Yangınlarda bir kere bir sürü hayvanı kaybediyoruz. 2021’de çok yangın olmuştu. Kaç hayvan öldüğünü sormuştuk, trajikomik bir şekilde 75 sayılı verilmişti. İmkanı yok o kadar az sayıda ölmesinin. Bakanlık elinde nerede kaç hayvan yaşıyor, her yıl yeni bir envanter ve hayvan sayısı, kaç hayvan hayatını kaybetti, bunların hiçbiri yok anladığımız kadarıyla. Diğer yandan yaşam alanlarının daraltılması, otellerin yapılması gibi pek çok konu var.

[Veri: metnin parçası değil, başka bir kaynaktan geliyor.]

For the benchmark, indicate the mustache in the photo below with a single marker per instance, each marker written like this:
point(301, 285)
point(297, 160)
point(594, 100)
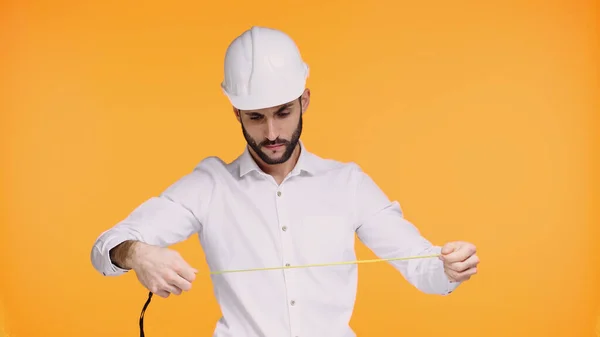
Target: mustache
point(274, 142)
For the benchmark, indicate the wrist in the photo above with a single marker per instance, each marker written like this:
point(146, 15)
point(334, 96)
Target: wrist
point(124, 254)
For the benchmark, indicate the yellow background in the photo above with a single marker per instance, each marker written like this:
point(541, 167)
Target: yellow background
point(479, 117)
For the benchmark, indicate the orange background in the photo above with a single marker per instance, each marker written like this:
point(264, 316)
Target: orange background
point(479, 117)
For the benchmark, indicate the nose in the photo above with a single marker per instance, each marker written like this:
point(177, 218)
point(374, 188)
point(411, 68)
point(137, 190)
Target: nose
point(272, 132)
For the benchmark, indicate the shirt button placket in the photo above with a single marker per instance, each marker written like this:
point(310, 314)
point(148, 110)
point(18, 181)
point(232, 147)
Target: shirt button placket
point(286, 245)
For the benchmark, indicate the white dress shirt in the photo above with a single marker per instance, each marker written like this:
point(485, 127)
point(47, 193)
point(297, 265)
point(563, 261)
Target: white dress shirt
point(245, 220)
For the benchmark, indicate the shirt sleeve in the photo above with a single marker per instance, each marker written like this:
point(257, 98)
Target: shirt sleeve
point(163, 220)
point(384, 230)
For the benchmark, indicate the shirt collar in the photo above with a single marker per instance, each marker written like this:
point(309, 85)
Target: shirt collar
point(306, 162)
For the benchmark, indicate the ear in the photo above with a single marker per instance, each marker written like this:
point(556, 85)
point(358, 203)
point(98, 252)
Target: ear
point(305, 100)
point(236, 111)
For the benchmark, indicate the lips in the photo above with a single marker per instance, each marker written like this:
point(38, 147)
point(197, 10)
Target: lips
point(273, 147)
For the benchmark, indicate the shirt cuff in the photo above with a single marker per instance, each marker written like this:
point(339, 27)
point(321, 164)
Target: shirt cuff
point(101, 256)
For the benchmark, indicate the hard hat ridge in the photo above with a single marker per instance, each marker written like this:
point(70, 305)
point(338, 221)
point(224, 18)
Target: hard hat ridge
point(263, 68)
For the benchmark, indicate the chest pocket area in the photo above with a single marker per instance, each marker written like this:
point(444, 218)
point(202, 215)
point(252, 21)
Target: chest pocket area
point(325, 238)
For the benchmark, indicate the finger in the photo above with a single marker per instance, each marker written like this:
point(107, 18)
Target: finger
point(470, 262)
point(461, 276)
point(448, 248)
point(173, 289)
point(460, 254)
point(162, 293)
point(186, 271)
point(180, 283)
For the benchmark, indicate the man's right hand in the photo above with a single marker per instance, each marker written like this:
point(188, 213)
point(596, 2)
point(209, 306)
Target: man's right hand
point(161, 270)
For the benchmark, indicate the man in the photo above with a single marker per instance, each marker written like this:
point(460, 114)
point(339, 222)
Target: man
point(277, 204)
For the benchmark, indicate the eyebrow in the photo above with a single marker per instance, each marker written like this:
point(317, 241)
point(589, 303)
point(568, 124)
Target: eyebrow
point(283, 107)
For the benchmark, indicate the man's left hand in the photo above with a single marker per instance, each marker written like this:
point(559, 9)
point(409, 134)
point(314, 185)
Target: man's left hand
point(460, 260)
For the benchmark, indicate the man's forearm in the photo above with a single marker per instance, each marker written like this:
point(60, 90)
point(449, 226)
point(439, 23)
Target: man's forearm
point(121, 255)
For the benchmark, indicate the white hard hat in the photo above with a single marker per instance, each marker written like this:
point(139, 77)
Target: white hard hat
point(263, 69)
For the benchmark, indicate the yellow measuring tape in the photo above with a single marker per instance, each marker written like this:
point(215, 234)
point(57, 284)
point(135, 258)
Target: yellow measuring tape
point(325, 264)
point(141, 322)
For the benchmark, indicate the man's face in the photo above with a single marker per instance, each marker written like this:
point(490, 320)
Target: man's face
point(273, 133)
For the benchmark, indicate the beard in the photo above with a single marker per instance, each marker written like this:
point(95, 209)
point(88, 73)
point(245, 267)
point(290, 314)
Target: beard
point(289, 145)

‘Zararlı hayvan tespiti’ deyip avcılığa devam ediyorlar. Çok yüksek miktarda paralar kazanılıyor bu ihalelerden. Bu hayvanların hiçbirinin avlanmaması gerektiğini, avcılığın yasak olması gerektiğini savunuyoruz.Yaban keçisi üzerinde konuşmamız gerekirse bu hayvanlar nesli tükenme tehdidi altında ve koruma altında, dolayısıyla avlanmaları hukuka da aykırı. Yazılı hukukta tek istisnası zararlı hayvan tespiti, ancak elinde hayvan sayısına dair veri olmayan Bakanlık, zararlı hayvan tespiti yapmış olamaz.
Buna dayanarak Danıştay’da kabul edilen davalar artık reddediliyor. Çevre hakkına da Türkiye’nin taraf olduğu uluslararası sözleşmelere aykırı. AYM’ye reddedilen davalarla ilgili ‘çevre hakkına aykırı’ olduğunu belirterek başvurduk.”

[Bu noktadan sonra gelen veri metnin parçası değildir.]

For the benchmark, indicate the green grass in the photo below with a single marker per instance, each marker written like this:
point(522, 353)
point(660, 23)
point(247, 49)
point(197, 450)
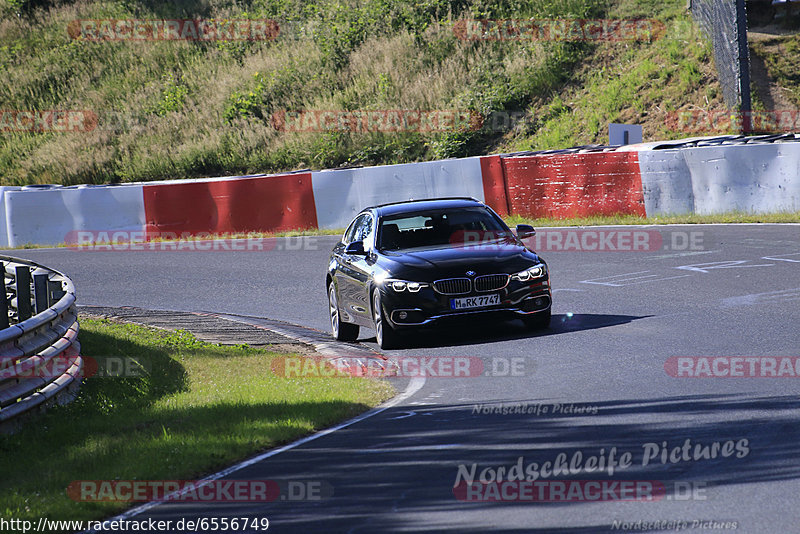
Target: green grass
point(200, 407)
point(178, 109)
point(782, 58)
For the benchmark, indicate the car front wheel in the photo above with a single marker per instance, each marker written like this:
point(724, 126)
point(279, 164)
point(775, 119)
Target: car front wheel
point(339, 330)
point(387, 337)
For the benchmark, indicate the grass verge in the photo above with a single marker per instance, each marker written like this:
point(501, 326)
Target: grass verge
point(198, 408)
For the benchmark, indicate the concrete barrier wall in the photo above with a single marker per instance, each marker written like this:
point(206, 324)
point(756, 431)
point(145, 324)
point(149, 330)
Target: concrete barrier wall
point(231, 205)
point(574, 185)
point(340, 194)
point(753, 178)
point(46, 216)
point(3, 222)
point(701, 175)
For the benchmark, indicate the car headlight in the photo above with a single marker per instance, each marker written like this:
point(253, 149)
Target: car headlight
point(403, 285)
point(536, 271)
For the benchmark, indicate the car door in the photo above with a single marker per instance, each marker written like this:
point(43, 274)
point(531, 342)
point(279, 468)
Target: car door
point(360, 270)
point(349, 272)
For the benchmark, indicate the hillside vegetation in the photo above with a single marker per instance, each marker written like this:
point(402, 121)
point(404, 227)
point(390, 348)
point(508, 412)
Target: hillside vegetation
point(178, 109)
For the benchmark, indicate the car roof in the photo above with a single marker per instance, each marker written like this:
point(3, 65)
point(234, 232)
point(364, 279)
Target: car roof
point(411, 206)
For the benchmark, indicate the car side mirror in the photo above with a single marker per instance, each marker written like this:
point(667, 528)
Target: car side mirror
point(525, 231)
point(356, 248)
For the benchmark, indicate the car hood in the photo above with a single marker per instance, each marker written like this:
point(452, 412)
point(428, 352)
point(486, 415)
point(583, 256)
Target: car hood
point(502, 256)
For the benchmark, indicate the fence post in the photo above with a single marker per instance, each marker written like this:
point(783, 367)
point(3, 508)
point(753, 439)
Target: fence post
point(3, 299)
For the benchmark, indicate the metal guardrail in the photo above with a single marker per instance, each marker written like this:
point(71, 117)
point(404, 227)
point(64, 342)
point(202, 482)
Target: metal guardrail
point(40, 360)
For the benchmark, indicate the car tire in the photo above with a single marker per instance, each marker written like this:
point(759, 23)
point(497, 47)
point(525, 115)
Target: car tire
point(386, 336)
point(537, 321)
point(340, 331)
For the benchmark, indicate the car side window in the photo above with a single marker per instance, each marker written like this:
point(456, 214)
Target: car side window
point(359, 230)
point(364, 229)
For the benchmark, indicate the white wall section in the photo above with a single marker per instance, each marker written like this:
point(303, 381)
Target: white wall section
point(47, 216)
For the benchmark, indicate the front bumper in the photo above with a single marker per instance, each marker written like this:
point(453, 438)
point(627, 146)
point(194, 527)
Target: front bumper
point(428, 307)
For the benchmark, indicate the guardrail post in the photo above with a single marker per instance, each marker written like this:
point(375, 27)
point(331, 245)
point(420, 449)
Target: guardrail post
point(3, 299)
point(55, 292)
point(23, 281)
point(40, 291)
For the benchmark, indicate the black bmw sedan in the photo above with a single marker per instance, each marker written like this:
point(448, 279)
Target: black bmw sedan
point(419, 263)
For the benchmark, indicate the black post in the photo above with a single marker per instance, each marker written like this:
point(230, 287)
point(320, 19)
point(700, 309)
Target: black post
point(3, 299)
point(40, 290)
point(744, 65)
point(23, 282)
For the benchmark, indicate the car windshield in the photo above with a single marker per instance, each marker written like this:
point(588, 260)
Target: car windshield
point(455, 227)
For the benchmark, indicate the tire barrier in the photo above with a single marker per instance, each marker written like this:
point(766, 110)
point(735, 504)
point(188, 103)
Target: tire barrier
point(40, 360)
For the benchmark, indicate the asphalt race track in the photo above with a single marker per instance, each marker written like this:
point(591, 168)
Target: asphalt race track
point(619, 316)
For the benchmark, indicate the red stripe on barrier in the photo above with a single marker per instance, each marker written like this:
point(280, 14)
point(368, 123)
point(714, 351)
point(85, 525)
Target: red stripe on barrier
point(575, 185)
point(263, 204)
point(494, 184)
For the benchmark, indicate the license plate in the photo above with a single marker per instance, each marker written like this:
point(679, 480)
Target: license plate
point(468, 303)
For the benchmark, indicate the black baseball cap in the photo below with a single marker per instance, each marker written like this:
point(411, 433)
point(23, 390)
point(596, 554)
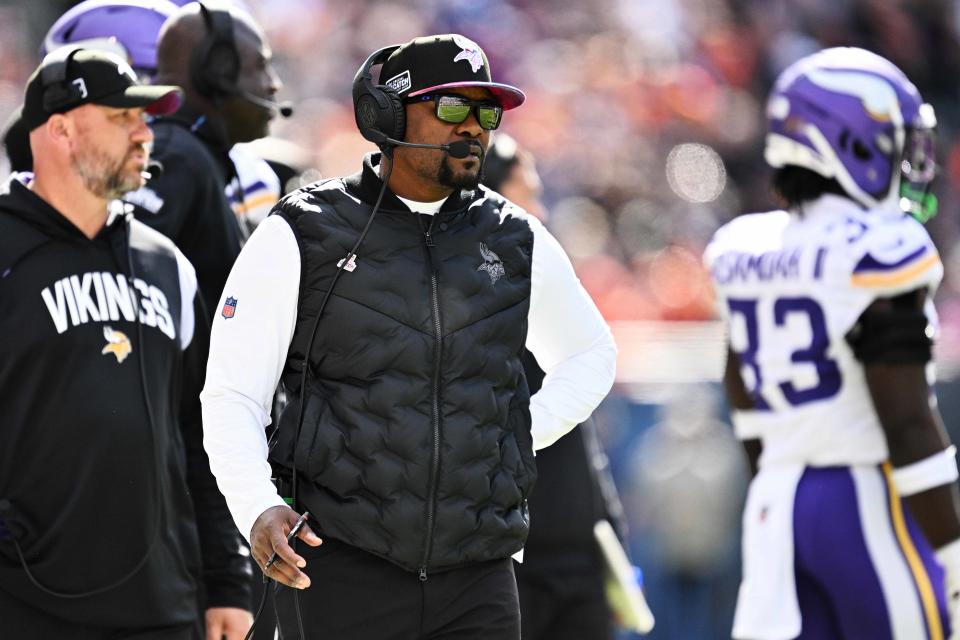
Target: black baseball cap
point(448, 61)
point(91, 77)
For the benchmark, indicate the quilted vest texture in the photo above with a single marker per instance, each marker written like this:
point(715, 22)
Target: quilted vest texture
point(415, 443)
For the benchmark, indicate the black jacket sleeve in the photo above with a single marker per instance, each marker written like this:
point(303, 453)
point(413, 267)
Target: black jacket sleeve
point(226, 570)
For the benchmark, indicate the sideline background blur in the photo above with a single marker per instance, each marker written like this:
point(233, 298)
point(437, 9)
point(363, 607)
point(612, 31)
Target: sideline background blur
point(646, 119)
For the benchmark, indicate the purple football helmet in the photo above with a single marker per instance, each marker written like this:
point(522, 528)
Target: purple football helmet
point(127, 27)
point(851, 115)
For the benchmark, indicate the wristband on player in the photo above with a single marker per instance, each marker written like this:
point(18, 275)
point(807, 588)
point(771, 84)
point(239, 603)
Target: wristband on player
point(933, 471)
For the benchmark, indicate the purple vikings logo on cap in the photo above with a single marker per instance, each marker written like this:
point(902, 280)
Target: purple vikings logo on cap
point(471, 52)
point(229, 308)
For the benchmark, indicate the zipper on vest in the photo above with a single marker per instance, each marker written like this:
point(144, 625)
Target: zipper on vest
point(435, 399)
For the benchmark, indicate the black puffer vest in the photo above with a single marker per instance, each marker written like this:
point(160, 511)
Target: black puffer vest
point(415, 443)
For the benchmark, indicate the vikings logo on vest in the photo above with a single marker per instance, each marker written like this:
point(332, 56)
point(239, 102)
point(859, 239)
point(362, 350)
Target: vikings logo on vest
point(471, 52)
point(101, 296)
point(117, 343)
point(229, 308)
point(491, 264)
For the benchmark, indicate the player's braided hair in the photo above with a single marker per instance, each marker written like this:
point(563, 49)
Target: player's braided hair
point(795, 186)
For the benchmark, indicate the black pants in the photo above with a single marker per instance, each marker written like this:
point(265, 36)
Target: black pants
point(21, 621)
point(358, 596)
point(563, 607)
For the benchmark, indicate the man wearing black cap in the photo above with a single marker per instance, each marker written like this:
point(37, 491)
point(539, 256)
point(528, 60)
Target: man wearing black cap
point(394, 305)
point(101, 327)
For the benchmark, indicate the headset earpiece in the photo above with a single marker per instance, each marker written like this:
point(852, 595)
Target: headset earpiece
point(58, 94)
point(377, 108)
point(215, 62)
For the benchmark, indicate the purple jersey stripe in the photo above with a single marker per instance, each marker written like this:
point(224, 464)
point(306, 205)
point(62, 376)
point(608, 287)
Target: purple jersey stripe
point(869, 263)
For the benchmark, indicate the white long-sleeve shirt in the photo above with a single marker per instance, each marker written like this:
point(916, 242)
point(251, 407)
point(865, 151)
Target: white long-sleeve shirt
point(566, 334)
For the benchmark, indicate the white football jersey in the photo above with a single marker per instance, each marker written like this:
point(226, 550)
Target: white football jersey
point(791, 287)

AYM’ye başvuru sürecini de daha önce yapmış oldukları Konya ve Karaman’daki yaban keçileri av ihalesi üzerinden anlatan Karataş, şunları aktardı:“Her yıl Tarım ve Orman Bakanlığı tarafından Türkiye’nin farklı şehirlerine karşı sivil toplum kuruluşları ve hak savunucusu gönüllüler tarafından açılan av ihalelerinin iptali davaları, Tarım ve Orman Bakanlığının elinde bilimsel metotlarla tutulmuş yaban hayatı envanteri ve yine bu metotlarla belirlenmiş zararlı hayvanlara dair veri olmadığından kabul edilmekte ve ihaleler iptal edilmekteydi. Ancak 2022-2023 av sezonundan başlayarak Bakanlık tarafından oluşturulan Bilim Kurulu’nun söz konusu av işlemlerini bilimsel olarak uygun bulduğuna dair bir rapor sunulması sebebiyle, her ne kadar bu rapor bilimsel veya hukuki olarak hiçbir yenilik içermemesine rağmen, önceki yıllarda davaları kabul ederek ihaleleri iptal eden Danıştay 13. Dairesi, başka hiçbir gerekçeye dayanmaksızın ihalelerin hukuka uygun olduğuna karar vererek davalarımızı daha önce reddetmişti. Konya’da ve Karaman’da yaban keçileri ile Anadolu yaban koyunu hakkında verilen ihale konusu avcılığın devamına dair karar üzerinden bu hukuksuzluğu Anayasa Mahkemesine taşımıştık. Mahkemeden gerekçeli karara ulaşım hakkımız çerçevesinde adil yargılanma hakkımızın, ayrıca sağlıklı çevrede yaşama hakkı bağlamında kişinin manevi haklarının geliştirilmesi hakkının ihlal edildiğine dair, İnsan Hakları Avrupa Mahkemesinin derneklerin üyelerini temsilen Mahkeme önünde taraf ehliyetinin bulunduğunu gözeten son kararları çerçevesinde karar vermesini bekliyoruz.”